I like having readers. Some of the things in this journal I would never have written down if I didn't have an audience -- my explanations on 401(k)s or stock options, for example. I write more often because I have an audience here. Instant feedback.
But once upon a time, I wrote where I didn't think anyone would ever read me. With no intention of ever being read by anyone else. I wrote just because. Much of the story bits I had some vague notion that I might be able to sell, someday, in some form.
But every now and then, I wrote something just for me. Not to remind myself how I felt or what I was thinking at a given time. Just to entertain myself. Just because it made me smile.
On February 23, 1996, I had this to write on the subject:
"Look, I wrote another story fragment. I wrote it for me. "Nobody but a blockhead"(1) but I wrote it for me, to amuse me; not because I thought it would be good or worthy of publication, but because I thought it would make me smile. And it did. And it does."
But, y'know, the possibility of an audience has never been far from my mind, as the final part of the above paragraph shows:
"I wonder if it will make anyone else smile?"
Still. Some days I think it's good for me to remember that at least one person in the world enjoys my writing. Heh.

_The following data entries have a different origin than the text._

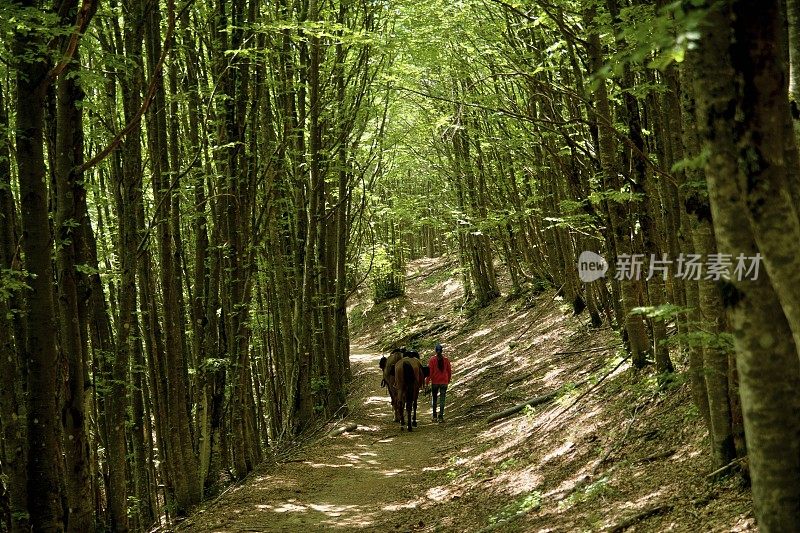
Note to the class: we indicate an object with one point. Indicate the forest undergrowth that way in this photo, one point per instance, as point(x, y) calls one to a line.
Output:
point(613, 450)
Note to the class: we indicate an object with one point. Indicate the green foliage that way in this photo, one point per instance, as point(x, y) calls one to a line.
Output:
point(660, 312)
point(386, 279)
point(12, 281)
point(522, 505)
point(588, 494)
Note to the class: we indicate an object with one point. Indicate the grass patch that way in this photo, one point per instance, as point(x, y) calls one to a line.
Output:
point(519, 507)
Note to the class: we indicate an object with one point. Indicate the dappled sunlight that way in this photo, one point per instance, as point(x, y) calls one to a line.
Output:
point(412, 504)
point(558, 452)
point(438, 494)
point(451, 288)
point(480, 333)
point(371, 400)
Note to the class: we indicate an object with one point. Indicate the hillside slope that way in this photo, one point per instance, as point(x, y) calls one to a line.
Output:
point(609, 451)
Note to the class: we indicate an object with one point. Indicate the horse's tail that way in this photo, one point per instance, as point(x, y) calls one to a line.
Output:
point(409, 380)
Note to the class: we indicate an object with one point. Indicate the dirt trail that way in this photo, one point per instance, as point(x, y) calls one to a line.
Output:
point(372, 478)
point(608, 450)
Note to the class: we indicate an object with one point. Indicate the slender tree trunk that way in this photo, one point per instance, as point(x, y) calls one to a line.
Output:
point(45, 485)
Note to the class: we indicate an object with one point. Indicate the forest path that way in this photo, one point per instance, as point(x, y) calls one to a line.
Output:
point(371, 478)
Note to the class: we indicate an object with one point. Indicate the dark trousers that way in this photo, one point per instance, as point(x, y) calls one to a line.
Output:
point(436, 390)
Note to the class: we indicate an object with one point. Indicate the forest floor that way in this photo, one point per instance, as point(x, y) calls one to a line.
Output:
point(612, 451)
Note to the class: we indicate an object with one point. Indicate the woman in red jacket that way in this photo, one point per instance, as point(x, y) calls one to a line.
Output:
point(439, 378)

It still does make me smile.
(1) Reference to a quote by Samuel Johnson: "No man but a blockhead ever wrote but for money." No, I didn't footnote this in the original. ;)
no subject
Date: 2003-02-16 03:06 pm (UTC)... or if it's just for me, or me and Beetiger, or whatever.
no subject
Date: 2003-02-17 10:08 am (UTC)The other reason I forget is that I often need some distance before I can judge what I've written. It's rare that I'm really enjoying a scene while I'm writing it. A couple of people have been reading the bits and pieces of my novel as I write them, but often I'll send snippets weeks after I've written them, just because it takes me that long to go back and check them for grammar errors and the like. I just don't want to look at it again right away.
no subject
Date: 2003-02-17 06:57 am (UTC)I keep my old stuff around, once I read a story and only halfway through realized I'd written it. Late nights will do that to you...
no subject
Date: 2003-02-17 10:03 am (UTC)NOW I remember...
cent #1: If I remembered everything I wrote, I'd just write everything down and be Super Memory Guy. Seriously though, there are times when I read something that I wrote, say, five or more years ago (which is just about everything, at this point), and I can hardly remember writing it, or what I was thinking when I did.

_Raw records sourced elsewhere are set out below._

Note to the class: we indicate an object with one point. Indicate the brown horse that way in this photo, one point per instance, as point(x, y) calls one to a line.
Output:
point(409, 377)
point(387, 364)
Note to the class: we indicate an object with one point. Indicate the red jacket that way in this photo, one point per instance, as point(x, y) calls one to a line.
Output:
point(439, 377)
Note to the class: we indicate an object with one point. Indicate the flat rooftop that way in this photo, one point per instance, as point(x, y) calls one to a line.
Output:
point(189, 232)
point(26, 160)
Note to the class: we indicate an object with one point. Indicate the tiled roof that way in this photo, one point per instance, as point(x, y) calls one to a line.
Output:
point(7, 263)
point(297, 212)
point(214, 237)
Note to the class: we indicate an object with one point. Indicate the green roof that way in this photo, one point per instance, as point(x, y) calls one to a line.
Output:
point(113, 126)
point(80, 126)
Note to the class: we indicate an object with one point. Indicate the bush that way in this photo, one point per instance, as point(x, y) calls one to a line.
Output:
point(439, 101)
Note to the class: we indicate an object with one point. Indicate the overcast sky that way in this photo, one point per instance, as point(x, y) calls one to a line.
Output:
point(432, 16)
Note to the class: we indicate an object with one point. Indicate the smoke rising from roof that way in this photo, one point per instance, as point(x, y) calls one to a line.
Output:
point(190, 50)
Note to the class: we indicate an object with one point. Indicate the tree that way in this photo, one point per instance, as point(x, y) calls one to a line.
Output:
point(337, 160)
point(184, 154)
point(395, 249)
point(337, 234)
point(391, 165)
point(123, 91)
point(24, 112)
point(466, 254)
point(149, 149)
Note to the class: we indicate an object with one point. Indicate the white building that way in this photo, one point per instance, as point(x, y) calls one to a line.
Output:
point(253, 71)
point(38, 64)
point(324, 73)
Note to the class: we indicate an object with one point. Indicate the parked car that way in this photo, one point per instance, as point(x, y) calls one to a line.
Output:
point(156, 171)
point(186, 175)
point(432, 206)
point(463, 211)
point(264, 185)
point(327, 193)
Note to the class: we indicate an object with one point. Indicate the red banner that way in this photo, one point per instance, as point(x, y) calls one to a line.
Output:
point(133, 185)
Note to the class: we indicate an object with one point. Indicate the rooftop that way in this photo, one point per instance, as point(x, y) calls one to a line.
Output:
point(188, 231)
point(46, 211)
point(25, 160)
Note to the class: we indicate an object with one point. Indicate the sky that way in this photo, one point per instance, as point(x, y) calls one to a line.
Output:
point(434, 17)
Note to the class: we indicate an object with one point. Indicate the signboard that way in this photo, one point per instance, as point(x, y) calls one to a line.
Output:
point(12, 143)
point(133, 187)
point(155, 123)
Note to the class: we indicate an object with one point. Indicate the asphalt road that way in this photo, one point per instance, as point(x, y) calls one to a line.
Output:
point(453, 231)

cent #2: I used to always write just for myself; before the internet, I had an extremely limited audience (say, one or two people, and that was on a good day). A lot of the time it wasn't so much, "What would other people like to read?" as it was "What do I want to read?" Sometimes it was just easier for me to make up something that would amuse me than it was to find something new that someone else had written. Nowadays I tend to write just for an audience, real or imagined.
Okay, I'm done.
Re: NOW I remember...
Date: 2003-02-17 05:10 pm (UTC)#2: I find myself the same way. I'm thinking of doing more writing that's really just for me, though.